1

I have a table with the following contents in MySQL:

enter image description here

I am to query a DATETIME column called 'trade_time' with a where clause as follows:

SELECT * FROM tick_data.AAPL
WHERE trade_time between '2021-01-01 09:30:00' and '2021-01-01 16:00:00';

What I'm getting is a 2013 error: lost connection to MySQL server after about 30 seconds.

I'm pretty new to SQL so I'm pretty sure I might be doing something wrong here, surely such a simple query shouldn't take longer than 30 seconds?
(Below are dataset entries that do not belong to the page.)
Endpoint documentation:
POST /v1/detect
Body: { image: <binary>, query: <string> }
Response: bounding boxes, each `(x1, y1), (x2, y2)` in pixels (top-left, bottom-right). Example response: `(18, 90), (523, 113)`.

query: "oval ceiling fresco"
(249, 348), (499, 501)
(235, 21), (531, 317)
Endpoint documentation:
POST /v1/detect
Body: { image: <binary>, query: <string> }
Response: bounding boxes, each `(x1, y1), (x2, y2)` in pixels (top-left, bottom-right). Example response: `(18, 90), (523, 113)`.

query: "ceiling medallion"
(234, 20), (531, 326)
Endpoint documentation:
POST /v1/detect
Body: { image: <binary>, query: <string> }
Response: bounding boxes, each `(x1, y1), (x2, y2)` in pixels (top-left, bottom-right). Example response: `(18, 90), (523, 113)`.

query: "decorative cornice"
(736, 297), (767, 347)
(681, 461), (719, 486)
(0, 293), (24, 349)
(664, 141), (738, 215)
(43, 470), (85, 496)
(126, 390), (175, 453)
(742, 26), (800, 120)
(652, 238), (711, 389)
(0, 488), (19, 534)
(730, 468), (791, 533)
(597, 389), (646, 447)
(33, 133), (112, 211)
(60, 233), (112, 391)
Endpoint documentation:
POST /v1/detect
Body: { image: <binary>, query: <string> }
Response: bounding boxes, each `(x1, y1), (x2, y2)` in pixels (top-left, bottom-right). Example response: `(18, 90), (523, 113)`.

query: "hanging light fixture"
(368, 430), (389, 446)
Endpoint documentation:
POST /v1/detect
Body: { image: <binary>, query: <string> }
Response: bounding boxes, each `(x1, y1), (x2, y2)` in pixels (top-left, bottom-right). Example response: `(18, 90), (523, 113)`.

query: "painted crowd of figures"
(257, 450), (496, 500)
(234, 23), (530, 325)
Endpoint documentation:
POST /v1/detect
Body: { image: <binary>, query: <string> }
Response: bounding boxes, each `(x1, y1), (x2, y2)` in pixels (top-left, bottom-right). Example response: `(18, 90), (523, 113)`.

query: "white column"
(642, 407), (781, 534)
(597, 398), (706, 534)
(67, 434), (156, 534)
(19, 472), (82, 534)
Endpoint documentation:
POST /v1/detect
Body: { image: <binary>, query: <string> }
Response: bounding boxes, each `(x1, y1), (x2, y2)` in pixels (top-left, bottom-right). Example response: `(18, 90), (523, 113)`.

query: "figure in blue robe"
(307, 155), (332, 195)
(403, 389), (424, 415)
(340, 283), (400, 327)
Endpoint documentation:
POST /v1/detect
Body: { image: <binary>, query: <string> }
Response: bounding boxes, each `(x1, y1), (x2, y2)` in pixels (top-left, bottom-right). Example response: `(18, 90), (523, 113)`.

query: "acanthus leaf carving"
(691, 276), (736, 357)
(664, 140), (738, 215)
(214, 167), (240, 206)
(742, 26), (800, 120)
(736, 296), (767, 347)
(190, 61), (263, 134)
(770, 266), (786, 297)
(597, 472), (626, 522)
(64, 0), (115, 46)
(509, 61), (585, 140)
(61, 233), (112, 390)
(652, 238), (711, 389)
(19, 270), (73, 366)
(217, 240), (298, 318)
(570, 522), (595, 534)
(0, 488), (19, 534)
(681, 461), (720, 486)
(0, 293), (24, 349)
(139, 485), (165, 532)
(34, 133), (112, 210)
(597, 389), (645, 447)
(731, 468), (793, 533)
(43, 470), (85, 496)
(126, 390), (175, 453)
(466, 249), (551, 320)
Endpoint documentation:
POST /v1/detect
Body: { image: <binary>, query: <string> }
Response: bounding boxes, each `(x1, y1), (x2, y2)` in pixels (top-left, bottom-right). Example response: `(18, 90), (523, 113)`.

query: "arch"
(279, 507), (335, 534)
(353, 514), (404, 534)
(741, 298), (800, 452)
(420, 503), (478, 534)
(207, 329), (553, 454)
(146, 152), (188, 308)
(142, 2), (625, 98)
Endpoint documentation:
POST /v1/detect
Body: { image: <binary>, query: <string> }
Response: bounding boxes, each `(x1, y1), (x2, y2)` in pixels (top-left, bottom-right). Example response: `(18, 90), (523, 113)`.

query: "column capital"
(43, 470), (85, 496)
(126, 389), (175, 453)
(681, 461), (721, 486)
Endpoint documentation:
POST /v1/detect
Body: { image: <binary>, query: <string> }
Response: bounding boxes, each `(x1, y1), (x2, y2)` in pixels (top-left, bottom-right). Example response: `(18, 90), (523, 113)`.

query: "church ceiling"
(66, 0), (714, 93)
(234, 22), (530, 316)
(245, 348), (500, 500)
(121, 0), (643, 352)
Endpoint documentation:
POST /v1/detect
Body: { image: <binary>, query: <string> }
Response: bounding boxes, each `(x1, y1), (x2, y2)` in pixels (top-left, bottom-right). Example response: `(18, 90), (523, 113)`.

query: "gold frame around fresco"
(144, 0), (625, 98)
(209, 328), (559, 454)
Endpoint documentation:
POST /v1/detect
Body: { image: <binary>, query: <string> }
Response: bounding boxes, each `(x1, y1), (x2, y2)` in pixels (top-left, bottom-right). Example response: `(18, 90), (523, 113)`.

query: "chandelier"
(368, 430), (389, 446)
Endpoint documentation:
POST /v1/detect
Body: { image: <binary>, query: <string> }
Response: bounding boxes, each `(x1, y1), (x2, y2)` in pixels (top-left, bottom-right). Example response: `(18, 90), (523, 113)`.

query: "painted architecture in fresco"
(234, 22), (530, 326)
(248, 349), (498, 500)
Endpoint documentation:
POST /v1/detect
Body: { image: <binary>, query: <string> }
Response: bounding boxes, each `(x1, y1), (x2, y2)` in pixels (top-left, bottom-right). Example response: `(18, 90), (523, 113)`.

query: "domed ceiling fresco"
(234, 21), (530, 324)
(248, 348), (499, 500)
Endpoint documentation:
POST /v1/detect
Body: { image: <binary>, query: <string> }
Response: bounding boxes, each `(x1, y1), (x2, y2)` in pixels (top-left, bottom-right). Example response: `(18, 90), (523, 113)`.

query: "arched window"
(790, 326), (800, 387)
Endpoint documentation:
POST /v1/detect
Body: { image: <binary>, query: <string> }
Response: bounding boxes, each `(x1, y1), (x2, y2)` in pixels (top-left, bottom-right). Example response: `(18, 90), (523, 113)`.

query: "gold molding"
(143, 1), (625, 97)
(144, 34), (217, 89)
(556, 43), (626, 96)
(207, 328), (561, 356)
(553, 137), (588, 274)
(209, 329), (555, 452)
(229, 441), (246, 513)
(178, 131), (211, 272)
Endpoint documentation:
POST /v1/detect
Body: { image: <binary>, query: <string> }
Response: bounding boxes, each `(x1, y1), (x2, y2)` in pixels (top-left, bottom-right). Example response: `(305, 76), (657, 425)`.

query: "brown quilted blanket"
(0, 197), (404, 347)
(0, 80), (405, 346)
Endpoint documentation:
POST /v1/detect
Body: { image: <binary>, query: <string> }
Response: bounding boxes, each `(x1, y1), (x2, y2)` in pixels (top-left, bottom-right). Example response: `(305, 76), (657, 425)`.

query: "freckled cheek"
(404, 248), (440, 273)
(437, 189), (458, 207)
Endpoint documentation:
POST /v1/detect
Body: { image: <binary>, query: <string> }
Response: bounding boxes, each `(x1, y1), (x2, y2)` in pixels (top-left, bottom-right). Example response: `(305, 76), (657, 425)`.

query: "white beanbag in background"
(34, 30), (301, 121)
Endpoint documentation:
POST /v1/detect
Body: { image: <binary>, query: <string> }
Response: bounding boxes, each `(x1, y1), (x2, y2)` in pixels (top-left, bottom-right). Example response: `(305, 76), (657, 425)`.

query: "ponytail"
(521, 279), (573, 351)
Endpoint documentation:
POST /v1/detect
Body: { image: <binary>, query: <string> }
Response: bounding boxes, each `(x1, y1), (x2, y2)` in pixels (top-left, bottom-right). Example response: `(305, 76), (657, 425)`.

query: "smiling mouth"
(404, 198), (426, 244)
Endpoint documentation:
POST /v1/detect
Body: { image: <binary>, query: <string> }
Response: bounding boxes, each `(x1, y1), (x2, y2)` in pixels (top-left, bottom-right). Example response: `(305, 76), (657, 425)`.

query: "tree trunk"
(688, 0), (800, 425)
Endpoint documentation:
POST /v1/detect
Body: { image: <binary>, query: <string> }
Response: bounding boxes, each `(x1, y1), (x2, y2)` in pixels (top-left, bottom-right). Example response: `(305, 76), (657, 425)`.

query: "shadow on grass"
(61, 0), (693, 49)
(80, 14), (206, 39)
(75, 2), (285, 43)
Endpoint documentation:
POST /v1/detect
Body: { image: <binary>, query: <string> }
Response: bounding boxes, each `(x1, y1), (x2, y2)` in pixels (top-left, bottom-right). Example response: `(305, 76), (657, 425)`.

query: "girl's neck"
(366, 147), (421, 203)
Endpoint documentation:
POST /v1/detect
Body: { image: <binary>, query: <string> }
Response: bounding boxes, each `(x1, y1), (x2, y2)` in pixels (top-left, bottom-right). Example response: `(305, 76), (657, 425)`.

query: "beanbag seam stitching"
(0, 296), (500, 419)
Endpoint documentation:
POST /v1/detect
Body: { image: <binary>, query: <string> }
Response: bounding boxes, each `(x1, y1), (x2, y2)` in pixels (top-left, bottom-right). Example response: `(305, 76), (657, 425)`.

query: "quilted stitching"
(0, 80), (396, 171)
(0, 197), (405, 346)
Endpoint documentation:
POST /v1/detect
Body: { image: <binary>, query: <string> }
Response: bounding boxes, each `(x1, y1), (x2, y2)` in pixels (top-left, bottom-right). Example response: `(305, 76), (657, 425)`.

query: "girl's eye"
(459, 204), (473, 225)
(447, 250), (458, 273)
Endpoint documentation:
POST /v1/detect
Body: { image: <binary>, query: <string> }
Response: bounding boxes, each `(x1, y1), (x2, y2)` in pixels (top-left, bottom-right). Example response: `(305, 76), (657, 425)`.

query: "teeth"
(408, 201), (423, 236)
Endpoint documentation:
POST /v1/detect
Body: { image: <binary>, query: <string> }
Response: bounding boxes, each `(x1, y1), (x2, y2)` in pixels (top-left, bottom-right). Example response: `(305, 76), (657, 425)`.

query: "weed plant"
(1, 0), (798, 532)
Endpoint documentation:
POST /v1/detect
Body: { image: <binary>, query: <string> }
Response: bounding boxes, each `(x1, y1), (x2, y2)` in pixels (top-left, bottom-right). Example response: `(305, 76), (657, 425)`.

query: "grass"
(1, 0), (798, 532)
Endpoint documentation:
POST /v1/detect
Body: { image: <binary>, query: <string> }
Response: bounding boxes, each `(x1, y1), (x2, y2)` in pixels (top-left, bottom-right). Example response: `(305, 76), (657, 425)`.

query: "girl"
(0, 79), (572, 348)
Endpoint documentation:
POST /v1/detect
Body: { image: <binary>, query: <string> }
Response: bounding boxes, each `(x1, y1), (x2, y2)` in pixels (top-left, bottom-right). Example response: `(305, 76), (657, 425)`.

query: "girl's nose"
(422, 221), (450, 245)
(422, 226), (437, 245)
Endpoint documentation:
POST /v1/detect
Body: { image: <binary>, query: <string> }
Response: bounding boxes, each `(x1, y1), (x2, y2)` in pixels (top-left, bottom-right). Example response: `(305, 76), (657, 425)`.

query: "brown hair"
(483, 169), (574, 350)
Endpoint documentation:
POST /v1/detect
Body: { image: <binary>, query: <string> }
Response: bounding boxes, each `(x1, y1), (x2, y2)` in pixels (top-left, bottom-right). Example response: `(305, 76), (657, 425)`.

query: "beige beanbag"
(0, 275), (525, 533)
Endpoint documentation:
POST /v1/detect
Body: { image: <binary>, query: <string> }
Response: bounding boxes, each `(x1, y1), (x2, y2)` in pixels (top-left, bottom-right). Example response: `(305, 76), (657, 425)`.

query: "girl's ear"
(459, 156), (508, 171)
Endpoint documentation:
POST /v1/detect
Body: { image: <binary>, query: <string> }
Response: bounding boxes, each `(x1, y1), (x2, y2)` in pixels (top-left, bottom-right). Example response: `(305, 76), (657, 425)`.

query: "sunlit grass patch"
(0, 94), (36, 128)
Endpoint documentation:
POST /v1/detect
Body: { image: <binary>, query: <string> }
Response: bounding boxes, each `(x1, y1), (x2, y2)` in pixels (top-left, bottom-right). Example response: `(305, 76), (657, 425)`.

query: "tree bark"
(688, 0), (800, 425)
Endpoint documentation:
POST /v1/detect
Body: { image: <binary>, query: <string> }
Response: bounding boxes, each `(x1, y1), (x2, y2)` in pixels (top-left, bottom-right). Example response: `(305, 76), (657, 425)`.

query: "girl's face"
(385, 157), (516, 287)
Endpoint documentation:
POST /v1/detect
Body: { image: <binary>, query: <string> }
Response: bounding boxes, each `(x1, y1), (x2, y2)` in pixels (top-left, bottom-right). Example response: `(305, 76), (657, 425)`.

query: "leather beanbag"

The data has 298M rows, which is huge, I was under the impression that MySQL should handle this kind of operations.

The table has just 3 columns, which is trade_time, price and volume, I would just want to query data by dates and times in a reasonable time for further processing in Python.

Thanks for any advice.

EDIT: I've put up the timeout limit on MySQL Workbench to 5 minutes, the query described above took 291 seconds to run, just to get 1 day of data, is there some way I can speed up the performance?

orie
  • 541
  • 6
  • 20
  • The lost connection could be a client timeout (especially if you see it at almost exactly the same time every time). To improve the query performance for this specific query, make sure `trade_time` has an index. 298M rows is large, but MySQL (given the right hardware and indexing) can handle that query just fine. Also, if you expect a lot of rows to come back for that time, you may need to do some form of pagination with the query (limit/offset, ID ordering with limit, etc.) – Marc Baumbach May 13 '21 at 20:29
  • hi, thanks for the response. what kind of indexing could I do to improve the performance here? – orie May 13 '21 at 21:17

1 Answers1

1

298M rows is a lot to go through. I can definitely see that taking more than 30 seconds, but not much more. First, thing I would do is remove your default disconnection time limit. Personally I always make mine around 300 seconds or 5 min. If you're using mysql workbench that can be done via this method: MySQL Workbench: How to keep the connection alive

Also, I would try and check to see if the trade_time column has an index on it. Having your column that you query often indexed is a good strategy to make queries faster.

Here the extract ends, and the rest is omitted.